While the present study identifies loss of myofibers in mdx muscles, the factors that enable some fibers to be resistant to damage are still unclear. One possibility is upregulation of utrophin. Utrophin is structurally similar to dystrophin and overexpression of utrophin has been to demonstrated to reduce myofiber turnover in mdx55,56,57,58. In addition, upregulation of utrophin has been correlated with less severe disease progression in DMD patients59. It is possible that the remaining fibers in aged mdx muscle express higher relative levels of utrophin, decreasing the frequency of myofiber damage events. Another possibility is that different fiber types have different susceptibility to damage events. Indeed, the diaphragm muscle, primarily composed of fast twitch fibers, has been shown to be severely affected relative to other muscles47. In addition, the fast twitch EDL muscle is more susceptible to lengthening contractions and is preferentially affected in DMD60,61,62. It will be important for future work to identify characteristics of loss resistant myofibers.

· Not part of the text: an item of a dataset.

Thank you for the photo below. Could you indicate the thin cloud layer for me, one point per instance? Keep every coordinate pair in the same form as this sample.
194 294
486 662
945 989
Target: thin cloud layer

In summary, we found that in mdx mice pathological features associated with cycles of myofiber damage and repair such as endplate fragmentation, deposition of central nuclei and myofiber branching all increase progressively through the first year of life. This is a strong indication that myofiber degeneration and regeneration is ongoing in the mdx EDL muscle. Myofiber hypertrophy in the mdx EDL continues progressively throughout the lifespan rather than becoming atrophied with age as in DMD, and does not correlate with whole muscle hypertrophy. Instead, the myofiber hypertrophy is offset by significant myofiber loss in mdx mice that occurs in three different muscles that vary in fiber type makeup and body position. We conclude that the pathology of mdx mice is progressive and that morphological changes in myofibers and at the NMJ of aged mdx mice are excellent benchmarks by which to assess disease progression.